How And Where Search Engines See Duplicate Content

by : Danny Wirken


Search engines have become the gateway to information in the Internet. Search engines are so important that websites find that they need to rank well in search engine results pages (SERPs) in order to get noticed. With the numerous websites vying to get into the coveted position of the top 30 results listed in SERPs more and more website owners are using search engine optimization (SEO) techniques to improve their rankings. People who use SEO know that there are certain factors that can affect your ranking positively and of course negatively. Of the negative factors one of the most well-known is duplicate content.

Search engines are biased against duplicate content. As a matter of fact some sites do not get listed in SERPs because of this factor. This happens when crawlers do not index sites which they have previously determined to be a duplicate site of another site. The crawlers skip the duplicate site to be more efficient and save time. Crawler also do this for another reason - to avoid listing duplicate pages in SERPs and thus point users to different sites containing just the same information. Search engines do not like that to happen because it would be irritating for users who expect to see different sites for the different links they click. For similar sites, search engines also usually just list one of the sites and relegate the others under a link that says See related pages. For those that get manage to be listed in the SERPs the page rank is still usually affected and so affects the sites standing.

Where Search Engines See Duplicate Content

So where do crawlers see this duplicate content. And what are the possible content that they would interpret as duplicate? According to an article by William Slawski on Duplicate Content Issues and Search Engines, search engines see duplicate content from the following kind of web pages:

1. Product descriptions from manufacturers, publishers, and producers reproduced by a number of different distributors in large ecommerce sites.

2. Alternative print pages - This happens when website owners who are user friendly offer copies of the same documents in different formats for a varied printing options. Although helpful to users it might actually indexed by crawlers as duplicate pages.

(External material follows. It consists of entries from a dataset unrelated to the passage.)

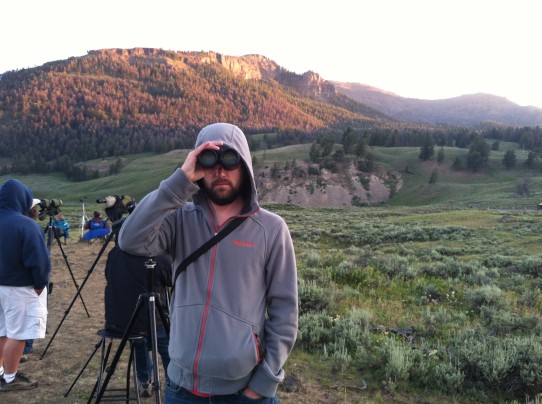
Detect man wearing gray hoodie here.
[118,123,298,403]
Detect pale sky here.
[0,0,542,108]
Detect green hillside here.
[0,143,542,209]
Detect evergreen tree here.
[452,156,463,171]
[418,135,435,161]
[429,168,438,184]
[502,149,516,170]
[437,146,444,164]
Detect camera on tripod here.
[96,195,136,222]
[38,199,62,220]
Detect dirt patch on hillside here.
[255,162,402,207]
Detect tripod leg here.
[87,338,113,404]
[40,232,114,359]
[64,341,102,397]
[96,295,145,403]
[55,233,90,318]
[149,293,165,403]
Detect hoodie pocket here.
[198,308,262,380]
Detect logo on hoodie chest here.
[233,240,254,247]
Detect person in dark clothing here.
[105,245,172,397]
[0,179,51,392]
[82,211,111,241]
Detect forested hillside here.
[0,49,391,172]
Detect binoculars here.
[198,146,241,170]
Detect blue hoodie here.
[0,179,51,290]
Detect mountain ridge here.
[332,81,542,127]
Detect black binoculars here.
[198,146,241,170]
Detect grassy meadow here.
[0,144,542,403]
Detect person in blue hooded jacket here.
[0,179,51,392]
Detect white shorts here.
[0,286,47,340]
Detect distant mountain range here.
[332,81,542,127]
[0,48,542,172]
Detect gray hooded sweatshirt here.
[118,123,298,397]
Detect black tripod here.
[64,258,169,403]
[90,258,169,403]
[44,211,90,317]
[40,219,119,359]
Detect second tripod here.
[44,210,90,317]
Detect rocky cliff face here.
[93,48,337,99]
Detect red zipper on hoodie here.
[192,211,223,397]
[191,209,258,397]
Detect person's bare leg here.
[2,338,25,374]
[0,337,8,366]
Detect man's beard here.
[203,181,241,206]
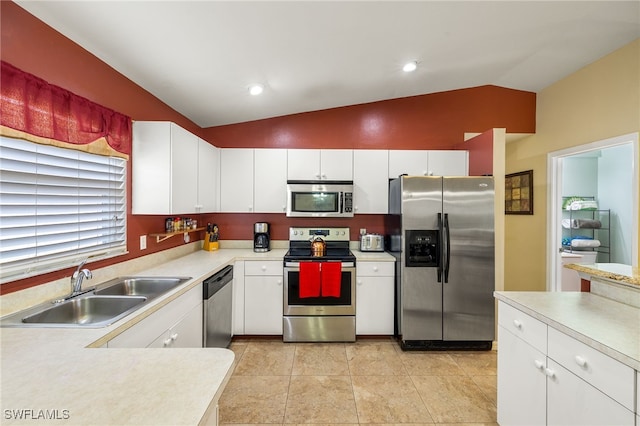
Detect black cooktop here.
[284,242,356,262]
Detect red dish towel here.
[300,262,320,298]
[322,262,342,297]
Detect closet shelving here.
[562,196,611,263]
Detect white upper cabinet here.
[132,121,208,214]
[253,149,287,213]
[388,150,428,179]
[287,149,353,180]
[353,149,389,214]
[220,148,254,213]
[428,150,469,176]
[389,150,469,179]
[198,139,220,212]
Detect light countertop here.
[494,291,640,371]
[564,263,640,287]
[0,249,286,425]
[0,248,395,425]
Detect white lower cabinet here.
[546,359,635,426]
[498,302,637,426]
[148,303,203,348]
[231,260,244,336]
[107,285,203,348]
[498,326,547,426]
[244,260,283,335]
[356,261,395,335]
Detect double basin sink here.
[0,277,191,328]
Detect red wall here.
[0,0,535,294]
[204,86,536,149]
[458,130,493,176]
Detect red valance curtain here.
[0,61,132,155]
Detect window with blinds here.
[0,137,127,282]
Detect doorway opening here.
[547,133,639,291]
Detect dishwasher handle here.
[202,265,233,300]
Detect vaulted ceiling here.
[16,0,640,127]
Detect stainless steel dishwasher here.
[202,265,233,348]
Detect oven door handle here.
[284,260,356,269]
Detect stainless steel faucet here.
[69,259,93,297]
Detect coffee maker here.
[253,222,271,252]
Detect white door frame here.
[547,132,639,291]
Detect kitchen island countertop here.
[0,249,285,425]
[564,263,640,288]
[494,291,640,371]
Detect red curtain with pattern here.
[0,61,132,155]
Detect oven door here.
[283,262,356,316]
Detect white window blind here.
[0,137,126,282]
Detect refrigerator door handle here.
[444,213,451,284]
[438,213,444,283]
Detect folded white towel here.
[571,238,600,248]
[562,219,602,229]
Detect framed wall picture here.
[504,170,533,214]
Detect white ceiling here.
[16,0,640,127]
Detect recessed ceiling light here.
[402,61,418,72]
[249,84,264,96]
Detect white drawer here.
[356,262,395,277]
[244,260,283,275]
[548,327,635,411]
[498,302,547,354]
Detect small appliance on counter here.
[202,223,220,251]
[253,222,271,252]
[360,234,384,251]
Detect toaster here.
[360,234,384,251]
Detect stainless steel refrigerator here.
[389,176,495,349]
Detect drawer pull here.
[575,355,587,368]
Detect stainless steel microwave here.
[287,181,353,217]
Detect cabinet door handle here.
[574,355,587,368]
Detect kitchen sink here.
[94,277,190,298]
[0,276,191,328]
[22,296,147,326]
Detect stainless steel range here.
[283,227,356,342]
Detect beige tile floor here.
[219,339,496,426]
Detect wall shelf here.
[149,227,206,243]
[562,196,611,263]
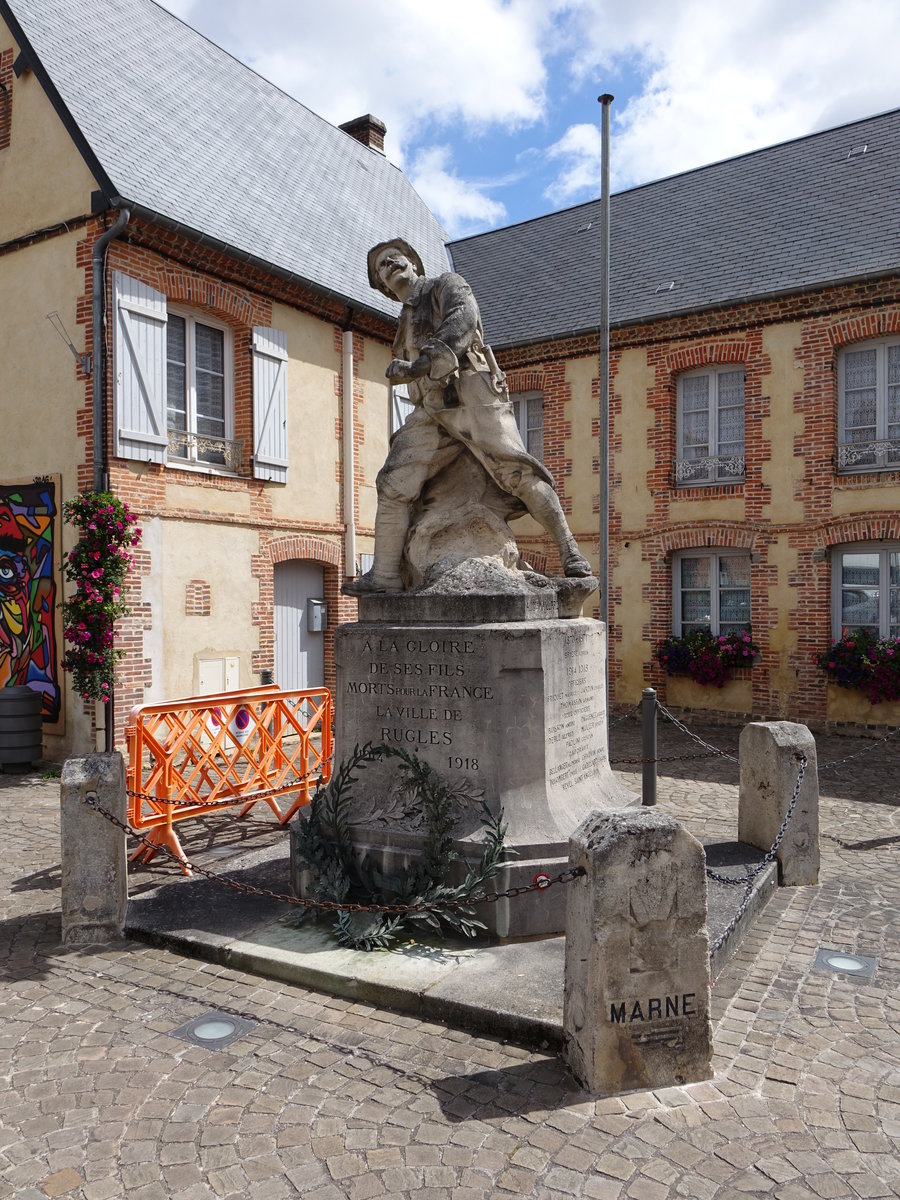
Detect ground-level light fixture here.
[169,1013,256,1050]
[812,948,877,979]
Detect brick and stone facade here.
[499,275,900,726]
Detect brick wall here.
[66,214,390,744]
[499,276,900,724]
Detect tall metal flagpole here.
[598,99,614,700]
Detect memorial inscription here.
[346,635,497,773]
[546,630,606,787]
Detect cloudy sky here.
[163,0,900,236]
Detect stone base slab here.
[292,618,640,937]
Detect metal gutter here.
[91,206,131,492]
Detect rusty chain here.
[84,792,586,916]
[610,750,722,767]
[707,755,809,959]
[125,772,322,810]
[818,726,900,773]
[656,700,738,762]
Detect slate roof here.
[0,0,448,317]
[450,109,900,347]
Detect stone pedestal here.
[60,754,128,946]
[738,721,818,887]
[563,809,713,1093]
[304,609,640,937]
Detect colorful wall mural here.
[0,478,62,724]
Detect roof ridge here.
[448,107,900,247]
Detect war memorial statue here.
[343,238,593,596]
[292,239,640,937]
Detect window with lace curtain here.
[672,550,750,637]
[838,337,900,473]
[832,542,900,640]
[674,366,744,486]
[510,391,544,462]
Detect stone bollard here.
[563,809,713,1093]
[60,754,128,946]
[738,721,818,888]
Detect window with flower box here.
[838,337,900,473]
[674,366,744,487]
[672,550,750,636]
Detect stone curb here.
[125,847,776,1049]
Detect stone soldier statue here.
[343,238,590,595]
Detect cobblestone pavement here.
[0,722,900,1200]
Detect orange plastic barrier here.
[125,685,334,875]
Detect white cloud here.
[166,0,560,163]
[407,146,506,238]
[544,125,602,205]
[163,0,900,232]
[560,0,900,187]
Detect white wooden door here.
[275,558,325,691]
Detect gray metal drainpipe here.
[91,208,131,492]
[91,206,131,754]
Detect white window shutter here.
[253,325,288,484]
[113,271,168,462]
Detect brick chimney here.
[338,113,388,154]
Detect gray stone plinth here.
[359,573,598,625]
[563,809,713,1093]
[295,619,640,937]
[60,754,128,944]
[738,721,818,887]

3. Pages that reproduce syndicated RSS feeds through a server side script.

4. Canonicalization issues, where a search engine may see the same page as different pages with different URLs.

5. Pages that serve session IDs to search engines, so that they try to crawl and index the same page under different URLs.

6. Pages that serve multiple data variables through URLs, so that they crawl and index the same page under different URLs.

7. Pages that share too many common elements, or where those are very similar from one page to another, including title, meta descriptions, headings, navigation, and text that is shared globally. - This is common for company websites that insist on having their logo, description, etc put on every page of their website.

8. Copyright infringement - Plagiarism is of course a good reason for not being indexed. The problem is that crawlers cannot distinguish the original from the duplicate and might mistakenly filter out the original instead.

9. Use of the same or very similar pages on different subdomains or different country top level domains (TLDs).

10. Article syndication - Some writer allow their articles to be published in other websites as long as they are given credit for their work. The problem arises when the crawler sees the original article as the duplicate and opts to index duplicate page or at least give it a higher rating.

11. Mirrored sites - Mirrored sites are used to handle the traffic of a very popular site. Mirror sites have a good chance of being ignored by web crawlers and so won't be indexed.

How Search Engines See Duplicate Content

There are many methods employed by different search engines to determine pages with duplicate content. The methods in many ways, from the concept, to the algorithms, and of course their effectiveness. Search engines are, however, all finding new ways to improve their methods for searching duplicate content as seen by the patents filed by different search engines companies like AltaVista, Microsoft Corporation, Google, and other bodies like the company Digital Equipment Corporation and even the Regents of the University of California.

The different patents include methods for Detecting query-specific duplicate documents, Detecting duplicate and near-duplicate files, clustering closely resembling data objects, identifying near duplicate pages in a hyperlinked database, indexing duplicate database records using a full-record fingerprint, indexing duplicate records of information of a database, utilizing information redundancy to improve text searches and methods and apparatus for detecting and summarizing document similarity within large document sets, and for finding mirrored hosts by analyzing URLs.

Each method is unique and is interesting in its approach. The methods vary greatly from generating fingerprints for records to using query-relevant information to limit the portion of the documents to be compared. Discussing each method would be interesting and would shed light as to how different search engines approach the problem. The new methods are all innovative and if some of them are used in concert with each other, it would surely improve the search engine's ability to detect duplicate documents. However, since the patent holders are competing companies, it is unlikely that there would be collaboration between them.


As search engines further refine their methods for detecting duplicate content it would be harder for plagiarists to get away with what they do. However, web pages containing duplicate content for a good reason could suffer as well. Furthermore since none of the published patents tackled the issue of differentiating the original content from the duplicate ones refinement in the search engine's methods might mean further trouble for the website owners of original content. Because of this search engines ought to find ways and invent new methods for identifying original content from duplicate ones as well as valid duplicate content.